The letter, which was signed by NCBVO chairman Charles Blatcher III, goes on to state that “as the third Black cadet to graduate from the U.S. Military Academy at West Point, Young’s accomplishments were numerous.
“They included becoming the first Black military attache, the first Black Superintendent of a National Park, and the first Black soldier promoted to both the ranks of Lieutenant Colonel as well as Colonel. He also distinguished himself in command positions during the Philippine Insurrection and General Pershing’s Punitive Expedition. During the latter event, his courageous actions under fire resulted in the rescue of the 13th Cavalry. Colonel Young was the highest ranking African American in the military at the outset of the First World War and until his death in 1922.”
In alluding to action taken in 1956 by President Harry Truman, NCVBO further notes that this would not be the first time such a request was made.
“In 1925, Brigadier General William “Billy” Mitchell was court martialed, reduced in rank to colonel and discharged from the United States Army,” the letter continues. “He was charged with “conduct to the prejudice of good order and military discipline and in a way to bring discredit upon the military service. Ten years after his death in 1946, President Harry S. Truman posthumously promoted then Colonel William “Billy” Mitchell to the rank of Major General.”
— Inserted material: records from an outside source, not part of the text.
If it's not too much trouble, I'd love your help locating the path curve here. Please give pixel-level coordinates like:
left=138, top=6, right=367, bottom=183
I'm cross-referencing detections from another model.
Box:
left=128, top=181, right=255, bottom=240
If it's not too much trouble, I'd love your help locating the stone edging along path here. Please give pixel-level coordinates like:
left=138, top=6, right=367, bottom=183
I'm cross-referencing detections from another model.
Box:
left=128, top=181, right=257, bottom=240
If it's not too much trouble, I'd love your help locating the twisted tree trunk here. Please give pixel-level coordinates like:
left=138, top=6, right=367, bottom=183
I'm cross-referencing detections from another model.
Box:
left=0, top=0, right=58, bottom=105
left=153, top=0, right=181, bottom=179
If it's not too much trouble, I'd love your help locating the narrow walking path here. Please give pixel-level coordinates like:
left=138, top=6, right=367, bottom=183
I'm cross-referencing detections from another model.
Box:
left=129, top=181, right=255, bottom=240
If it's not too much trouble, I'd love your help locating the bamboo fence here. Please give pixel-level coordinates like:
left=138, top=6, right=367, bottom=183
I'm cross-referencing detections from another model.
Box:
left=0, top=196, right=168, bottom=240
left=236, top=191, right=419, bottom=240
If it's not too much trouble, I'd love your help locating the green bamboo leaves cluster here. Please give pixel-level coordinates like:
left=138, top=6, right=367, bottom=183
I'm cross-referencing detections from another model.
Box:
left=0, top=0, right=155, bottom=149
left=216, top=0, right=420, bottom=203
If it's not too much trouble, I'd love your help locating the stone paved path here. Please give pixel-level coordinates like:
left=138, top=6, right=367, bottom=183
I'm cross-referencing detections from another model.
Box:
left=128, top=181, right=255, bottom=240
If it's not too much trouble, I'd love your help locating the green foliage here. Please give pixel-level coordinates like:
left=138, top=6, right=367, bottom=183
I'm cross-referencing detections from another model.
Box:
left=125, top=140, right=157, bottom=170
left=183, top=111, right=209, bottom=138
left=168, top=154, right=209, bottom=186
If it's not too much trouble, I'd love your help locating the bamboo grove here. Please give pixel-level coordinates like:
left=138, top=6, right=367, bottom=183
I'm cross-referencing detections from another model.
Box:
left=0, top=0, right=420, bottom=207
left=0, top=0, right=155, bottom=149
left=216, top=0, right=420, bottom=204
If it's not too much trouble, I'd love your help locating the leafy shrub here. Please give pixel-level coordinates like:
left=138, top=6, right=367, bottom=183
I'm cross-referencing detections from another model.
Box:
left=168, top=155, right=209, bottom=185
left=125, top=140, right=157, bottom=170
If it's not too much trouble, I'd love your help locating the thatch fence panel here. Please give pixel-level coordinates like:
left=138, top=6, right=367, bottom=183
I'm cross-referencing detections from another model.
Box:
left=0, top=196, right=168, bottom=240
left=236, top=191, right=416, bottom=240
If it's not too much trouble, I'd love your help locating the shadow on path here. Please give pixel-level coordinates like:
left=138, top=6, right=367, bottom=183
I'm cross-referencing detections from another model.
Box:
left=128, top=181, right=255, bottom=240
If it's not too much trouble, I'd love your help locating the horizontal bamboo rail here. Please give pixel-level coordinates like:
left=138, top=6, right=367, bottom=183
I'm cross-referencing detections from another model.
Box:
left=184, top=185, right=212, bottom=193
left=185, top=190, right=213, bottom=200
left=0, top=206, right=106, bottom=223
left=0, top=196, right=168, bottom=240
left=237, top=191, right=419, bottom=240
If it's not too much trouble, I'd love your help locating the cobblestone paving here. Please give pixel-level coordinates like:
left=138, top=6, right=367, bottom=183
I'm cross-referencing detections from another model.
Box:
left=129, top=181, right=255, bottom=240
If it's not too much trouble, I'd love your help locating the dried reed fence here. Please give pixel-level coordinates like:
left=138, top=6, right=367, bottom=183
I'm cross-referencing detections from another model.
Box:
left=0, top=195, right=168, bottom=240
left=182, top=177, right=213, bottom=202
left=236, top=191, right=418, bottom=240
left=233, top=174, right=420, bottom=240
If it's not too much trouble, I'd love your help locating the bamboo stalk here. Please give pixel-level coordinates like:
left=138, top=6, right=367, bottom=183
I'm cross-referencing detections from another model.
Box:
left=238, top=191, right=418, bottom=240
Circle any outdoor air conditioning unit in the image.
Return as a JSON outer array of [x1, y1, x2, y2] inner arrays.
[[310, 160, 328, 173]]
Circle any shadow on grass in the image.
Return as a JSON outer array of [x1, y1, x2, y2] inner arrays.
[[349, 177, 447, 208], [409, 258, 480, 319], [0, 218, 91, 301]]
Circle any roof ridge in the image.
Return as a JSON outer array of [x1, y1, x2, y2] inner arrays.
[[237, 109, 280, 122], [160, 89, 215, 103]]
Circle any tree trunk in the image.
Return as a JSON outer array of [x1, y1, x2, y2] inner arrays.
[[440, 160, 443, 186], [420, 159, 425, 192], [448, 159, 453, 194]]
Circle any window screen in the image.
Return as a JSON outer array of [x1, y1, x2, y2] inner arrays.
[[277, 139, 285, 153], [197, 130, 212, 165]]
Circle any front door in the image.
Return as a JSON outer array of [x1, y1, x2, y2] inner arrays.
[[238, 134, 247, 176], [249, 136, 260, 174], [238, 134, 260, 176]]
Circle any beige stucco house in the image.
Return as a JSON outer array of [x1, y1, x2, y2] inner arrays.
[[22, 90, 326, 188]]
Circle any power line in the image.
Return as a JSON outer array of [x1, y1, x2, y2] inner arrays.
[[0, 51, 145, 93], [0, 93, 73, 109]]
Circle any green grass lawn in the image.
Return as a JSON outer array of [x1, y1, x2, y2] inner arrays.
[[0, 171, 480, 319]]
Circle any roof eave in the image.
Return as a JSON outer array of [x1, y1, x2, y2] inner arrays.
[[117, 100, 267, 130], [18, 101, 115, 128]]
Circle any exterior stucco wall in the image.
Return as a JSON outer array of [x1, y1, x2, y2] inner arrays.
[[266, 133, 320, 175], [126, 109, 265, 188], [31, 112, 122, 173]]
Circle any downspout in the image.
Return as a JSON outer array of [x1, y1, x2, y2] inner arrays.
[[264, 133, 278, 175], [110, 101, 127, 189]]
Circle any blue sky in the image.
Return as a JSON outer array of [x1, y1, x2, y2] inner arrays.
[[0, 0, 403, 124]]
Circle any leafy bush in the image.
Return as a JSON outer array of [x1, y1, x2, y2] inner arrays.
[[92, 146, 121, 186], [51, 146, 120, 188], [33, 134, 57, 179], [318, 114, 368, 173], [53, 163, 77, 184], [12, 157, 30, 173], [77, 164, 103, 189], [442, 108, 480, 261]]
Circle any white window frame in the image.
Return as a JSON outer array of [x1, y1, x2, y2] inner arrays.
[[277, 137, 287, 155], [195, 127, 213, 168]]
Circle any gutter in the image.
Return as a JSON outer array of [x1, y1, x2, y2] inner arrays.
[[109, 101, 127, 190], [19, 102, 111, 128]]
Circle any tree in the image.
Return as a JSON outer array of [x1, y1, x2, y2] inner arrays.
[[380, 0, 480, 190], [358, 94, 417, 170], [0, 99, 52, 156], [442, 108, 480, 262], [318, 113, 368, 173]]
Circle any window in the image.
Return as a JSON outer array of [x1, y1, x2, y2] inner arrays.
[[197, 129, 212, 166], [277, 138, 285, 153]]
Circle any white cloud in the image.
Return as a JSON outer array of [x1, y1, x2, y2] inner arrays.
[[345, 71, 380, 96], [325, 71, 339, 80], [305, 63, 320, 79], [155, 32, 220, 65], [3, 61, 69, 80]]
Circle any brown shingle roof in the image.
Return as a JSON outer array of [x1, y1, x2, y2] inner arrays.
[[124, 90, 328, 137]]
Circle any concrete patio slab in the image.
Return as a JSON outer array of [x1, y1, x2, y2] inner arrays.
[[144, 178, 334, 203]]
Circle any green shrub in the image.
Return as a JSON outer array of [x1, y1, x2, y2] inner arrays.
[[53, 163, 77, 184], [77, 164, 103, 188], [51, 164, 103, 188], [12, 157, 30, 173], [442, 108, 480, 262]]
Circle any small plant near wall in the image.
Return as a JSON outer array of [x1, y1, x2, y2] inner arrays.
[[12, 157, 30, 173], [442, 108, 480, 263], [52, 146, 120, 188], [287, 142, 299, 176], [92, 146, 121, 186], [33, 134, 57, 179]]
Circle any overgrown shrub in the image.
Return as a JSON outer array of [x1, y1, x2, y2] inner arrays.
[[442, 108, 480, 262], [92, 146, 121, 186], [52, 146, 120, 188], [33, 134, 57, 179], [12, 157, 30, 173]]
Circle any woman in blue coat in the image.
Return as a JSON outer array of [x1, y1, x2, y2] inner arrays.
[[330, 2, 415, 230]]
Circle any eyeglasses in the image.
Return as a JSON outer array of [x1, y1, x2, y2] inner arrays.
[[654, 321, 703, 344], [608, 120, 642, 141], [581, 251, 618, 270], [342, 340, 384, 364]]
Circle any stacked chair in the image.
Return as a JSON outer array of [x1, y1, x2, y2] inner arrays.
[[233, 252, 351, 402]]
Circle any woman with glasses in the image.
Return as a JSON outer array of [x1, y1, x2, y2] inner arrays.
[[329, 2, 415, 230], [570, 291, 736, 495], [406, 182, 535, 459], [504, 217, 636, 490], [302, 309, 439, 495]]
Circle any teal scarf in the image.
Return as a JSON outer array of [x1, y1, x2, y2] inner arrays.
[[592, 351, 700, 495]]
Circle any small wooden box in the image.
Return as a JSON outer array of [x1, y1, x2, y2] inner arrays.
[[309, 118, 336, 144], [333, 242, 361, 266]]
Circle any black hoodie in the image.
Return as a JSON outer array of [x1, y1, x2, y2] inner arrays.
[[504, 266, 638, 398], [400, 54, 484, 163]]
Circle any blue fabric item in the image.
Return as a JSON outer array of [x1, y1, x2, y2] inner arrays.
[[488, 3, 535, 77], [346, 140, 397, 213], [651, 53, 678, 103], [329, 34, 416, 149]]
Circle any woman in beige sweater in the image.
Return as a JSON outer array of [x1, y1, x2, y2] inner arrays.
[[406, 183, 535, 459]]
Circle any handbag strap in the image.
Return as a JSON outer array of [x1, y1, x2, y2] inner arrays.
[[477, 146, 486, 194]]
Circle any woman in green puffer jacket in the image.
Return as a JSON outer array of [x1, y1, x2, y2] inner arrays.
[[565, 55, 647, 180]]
California Congresswoman Barbara Lee, who will also be writing Obama on Young’s behalf, said in a statement that Black History Month is a “particularly fitting time” to bestow the posthumous honor on Young.
“Colonel Young was a true trailblazer; in a time when the obstacles he faced due to the color of his skin seemed insurmountable, his achievements were astounding,” Lee said.
“This is why I will be sending a letter to President Obama requesting a presidential proclamation promoting Colonel Young to the rank of Brigadier General.”